Quoi qu’il en soit, je ris de mon doute ; et je voudrais, pour la rareté du fait, que cette incompréhensible pénétration pût être admise. La lumière a quelque chose de si divin qu’on serait tenté d’en faire un degré pour monter à des substances encore plus pures.

À mon secours, Empédocle ; à moi, Démocrite ; venez admirer les merveilles de l’électricité ; voyez si ces étincelles qui traversent mille corps en un clin d’œil sont de la matière ordinaire ; jugez si le feu élémentaire ne fait pas contracter le cœur et ne lui communique pas cette chaleur qui donne la vie ; jugez si cet être n’est pas la source de toutes les sensations, et si ces sensations ne sont pas l’unique origine de toutes nos chétives pensées, quoique des pédants ignorants et insolents aient condamné cette proposition comme on condamne un plaideur à l’amende.

Dites-moi si l’Être suprême qui préside à toute la nature ne peut pas conserver à jamais ces monades élémentaires auxquelles il a fait des dons si précieux.

Igneus est ollis vigor et celestis origo[4].

Le célèbre Le Cat appelle ce fluide vivifiant[5] « un être amphibie, affecté par son auteur d’une nuance supérieure, qui le lie avec l’être immatériel, et par là l’ennoblit et l’élève à la nature mitoyenne qui le caractérise et fait la source de toutes ses propriétés ».

Vous êtes de l’avis de Le Cat ; j’en serais aussi si j’osais, mais il y a tant de sots et tant de méchants que je n’ose pas. Je ne puis que penser tout bas à ma façon au mont Krapack : les autres penseront comme ils pourront, soit à Salamanque, soit à Bergame.


SECTION II[6].

De ce qu’on entend par cette expression au moral.

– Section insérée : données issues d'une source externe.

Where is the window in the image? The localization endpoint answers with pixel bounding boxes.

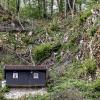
[13,72,18,79]
[33,73,39,79]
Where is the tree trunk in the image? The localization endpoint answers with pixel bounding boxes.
[64,0,67,18]
[51,0,54,17]
[7,0,9,10]
[43,0,47,18]
[37,0,42,18]
[16,0,20,14]
[67,0,76,19]
[59,0,63,13]
[57,0,60,12]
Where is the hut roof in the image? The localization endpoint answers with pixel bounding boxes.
[4,65,47,70]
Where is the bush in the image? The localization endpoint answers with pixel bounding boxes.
[33,43,52,63]
[79,10,92,24]
[82,58,96,75]
[90,26,97,36]
[0,74,3,80]
[0,86,10,93]
[93,79,100,91]
[49,18,60,31]
[65,33,80,53]
[33,41,61,63]
[51,88,83,100]
[66,61,83,78]
[20,5,42,19]
[0,93,6,100]
[0,65,3,80]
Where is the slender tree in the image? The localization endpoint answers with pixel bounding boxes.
[37,0,41,18]
[51,0,54,17]
[64,0,67,18]
[67,0,76,19]
[59,0,64,13]
[16,0,20,14]
[43,0,47,18]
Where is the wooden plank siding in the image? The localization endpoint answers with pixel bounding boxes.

Le feu, surtout en poésie, signifie souvent l’amour, et on l’emploie plus élégamment au pluriel qu’au singulier. Corneille dit souvent un beau feu, pour un amour vertueux et noble. Un homme a du feu dans la conversation, cela ne veut pas dire qu’il a des idées brillantes et lumineuses, mais des expressions vives animées par les gestes.

Le feu dans les écrits ne suppose pas non plus nécessairement de la lumière et de la beauté, mais de la vivacité, des figures multipliées, des idées pressées.

Le feu n’est un mérite dans les discours et dans les ouvrages que quand il est bien conduit.

On a dit que les poëtes étaient animés d’un feu divin quand ils étaient sublimes : on n’a point de génie sans feu, mais on peut avoir du feu sans génie.


  1. Cette première section composait tout l’article dans les Questions sur l’Encyclopédie, sixième partie, 1771. (B.)
  2. Ces vers sont de Voltaire lui-même : il les a mis pour épigraphe à son Essai sur la nature du feu. Voyez Mélanges, année 1738.
  3. Voyez dans les Mélanges, année 1738, les Éléments de la philosophie de Newton, deuxième partie, chapitre x.
  4. Virgile, Æn., VI, 730.
  5. Dissertation de Le Cat sur le fluide des nerfs, page 36. (Note de Voltaire.)
  6. Ce morceau a paru dans le tome VI de l’Encyclopédie, 1756. Comme il était placé après plusieurs autres articles Feu, il commençait ainsi : « Après avoir parcouru les différentes acceptions du feu au physique, il faut passer au moral. Le feu, surtout en poésie, etc. » (B.)